Die beiden jungen Männer – ein 35-jähriger Gambier, der zu jenem Zeitpunkt in dem Flüchtlingsheim gewohnt hat sowie ein 26-jähriger Rumäne – sitzen seit Januar in Haft. Laut Staatsanwaltschaft sollen die beiden zwischen Sommer und Ende 2018 insgesamt elfmal gemeinsam Marihuana gekauft haben – und zwar in gewaltiger Menge: In der Anklageschrift ist die Rede von Mengen im Pfund- und Kilo-Bereich. Die Drogen sollen die beiden dann in der Flüchtlingsunterkunft in Neu-Ulm versteckt haben – und dann nach und nach weiterverkauft haben, für zehn bis zwölf Euro pro Gramm.
Die Kunden sollen nicht nur andere Bewohner der Asylbewerberunterkunft gewesen sein, sondern Drogenkonsumenten aus der näheren und auch weiteren Region. „Es war ein Abverkauf an die örtliche Szene und an diejenigen, die einsteigen wollten“, erklärte ein Polizeibeamter gestern vor Gericht. Er berichtete auch, wie man dem Drogenhandel damals auf die Spur gekommen war: Bei regelmäßigen Kontrollen ging den Beamten eine 20-Jährige ins Netz. Diese hatte damals zunächst selbst geringe Mengen an Marihuana gekauft und sich so mit den beiden Männern angefreundet. Schließlich willigte sie ein, ab und zu Drogen zu bunkern und zu übergeben – denn sie brauchte Geld, um ihren CannabisKonsum zu finanzieren. Als die Polizei sie damals in Neu-Ulm aufgriff, trug sie 50 Gramm Marihuana sowie eine Waffe bei sich. „Sie sagte damals umfassend aus und gab uns Informationen über die beiden Angeklagten“, sagte der Polizeibeamte. Man habe die Informantin dabei „Tag und Nacht“anrufen können.
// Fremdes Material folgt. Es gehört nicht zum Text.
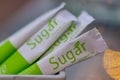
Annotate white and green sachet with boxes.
[0,2,65,63]
[0,10,77,74]
[40,11,95,59]
[19,28,107,75]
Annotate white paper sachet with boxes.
[20,28,108,74]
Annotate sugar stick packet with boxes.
[0,10,76,74]
[0,2,65,63]
[19,28,107,75]
[40,11,95,59]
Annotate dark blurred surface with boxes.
[0,0,120,80]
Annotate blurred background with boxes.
[0,0,120,80]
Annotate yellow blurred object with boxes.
[104,49,120,80]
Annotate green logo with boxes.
[26,19,58,49]
[49,41,86,70]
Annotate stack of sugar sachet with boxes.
[0,2,107,75]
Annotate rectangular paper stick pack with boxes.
[0,2,65,63]
[40,11,95,59]
[0,10,76,74]
[19,28,107,75]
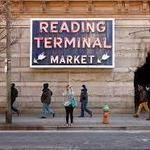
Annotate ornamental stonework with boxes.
[12,0,150,17]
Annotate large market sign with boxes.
[30,18,114,68]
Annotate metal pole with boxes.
[6,0,12,124]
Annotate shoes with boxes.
[133,114,139,118]
[41,116,46,119]
[53,113,55,118]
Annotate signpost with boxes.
[30,18,114,68]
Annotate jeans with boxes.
[65,106,73,124]
[42,103,54,117]
[80,101,92,117]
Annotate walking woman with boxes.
[41,83,55,118]
[79,85,92,117]
[63,85,74,126]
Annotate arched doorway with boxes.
[134,52,150,111]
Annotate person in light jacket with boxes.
[11,83,20,116]
[63,85,74,126]
[79,85,92,117]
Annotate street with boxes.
[0,130,150,150]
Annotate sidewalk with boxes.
[0,114,150,130]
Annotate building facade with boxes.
[0,0,150,113]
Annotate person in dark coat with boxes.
[79,85,92,117]
[41,83,55,118]
[133,85,149,117]
[146,84,150,120]
[11,83,20,116]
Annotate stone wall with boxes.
[0,0,150,113]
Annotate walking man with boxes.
[41,83,55,118]
[79,85,92,117]
[11,83,19,116]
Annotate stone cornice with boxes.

20 Ecstasy-Tabletten am Tag
Die beiden Angeklagten hatten bei dem Handel übrigens unterschiedliche Rollen: Während der eine alles koordinierte und sich vor allem um den Weiterverkauf des Rauschgifts kümmerte, war der andere nur als Kurierfahrer tätig, weil er einen Führerschein hatte. Für seine Hilfe bei der ganzen Sache erhielt er kostenlos Marihuana und ab und zu etwas Geld. Der 26-Jährige nimmt Drogen, seit er 14 Jahre ist – und zwar eine breite Palette an verschiedenem Rauschgift: Beispielsweise Amphetamin, Kokain, bis zu 20 Ecstasy-Tabletten am Tag sowie bis zu zehn Gramm Marihuana täglich. In etwa die gleiche Menge an Marihuana konsumierte auch der 35-jährige Angeklagte.
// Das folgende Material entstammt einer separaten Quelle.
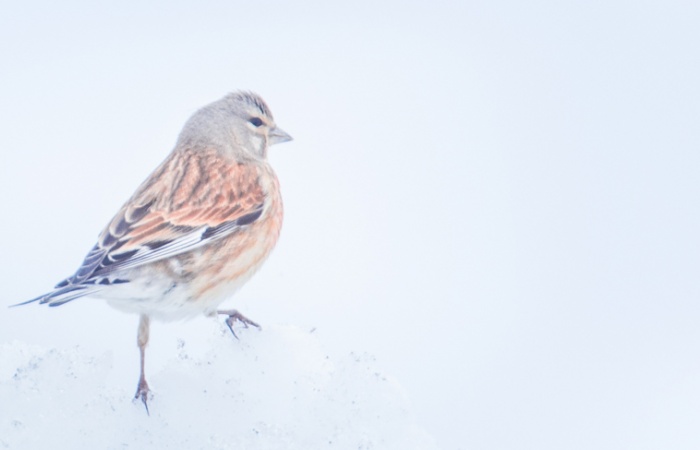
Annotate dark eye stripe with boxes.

Zum Prozessauftakt hatten die beiden über ihre Verteidiger erklären lassen, zunächst keine Angaben machen zu wollen. In der Sitzung am Mittwochnachmittag räumten sie die Vorwürfe dann über ihre Verteidiger doch teilweise ein. Der 35-Jährige habe demnach gedealt, um seinen eigenen Drogenkonsum finanzieren zu können. Dem 25-Jährigen sei zwar bewusst gewesen, dass größere Mengen Drogen gekauft wurden, er habe mit dem Verkauf aber nichts zu tun gehabt.
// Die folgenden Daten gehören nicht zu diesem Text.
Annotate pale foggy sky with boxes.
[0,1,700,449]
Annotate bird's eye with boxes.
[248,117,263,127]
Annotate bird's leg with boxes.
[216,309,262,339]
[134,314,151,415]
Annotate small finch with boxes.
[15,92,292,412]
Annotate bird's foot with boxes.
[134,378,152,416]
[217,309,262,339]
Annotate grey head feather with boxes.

Zuvor hatte das Gericht im Nachgang auf das sogenannte Rechtsgespräch zwischen Staatsanwaltschaft, Kammer und den beiden Verteidigern erklärt, dass bei dem 25-jährigen Angeklagten auch eine Verurteilung wegen Beihilfe zum Rauschgifthandel in Betracht komme. Zudem gehe das Gericht angesichts der bisherigen Erkenntnisse nur von sieben statt der angeklagten elf Taten aus. Die Strafe für den 25-Jährigen werde sich bei einem Geständnis nun zwischen mindestens drei Jahren und sechs Monaten und maximal vier Jahren bewegen. Für den 35-Jährigen stellte das Gericht eine Strafe zwischen vier Jahren und neun Monaten und fünf Jahren und drei Monaten in Aussicht.
Das Urteil soll kommende Woche fallen.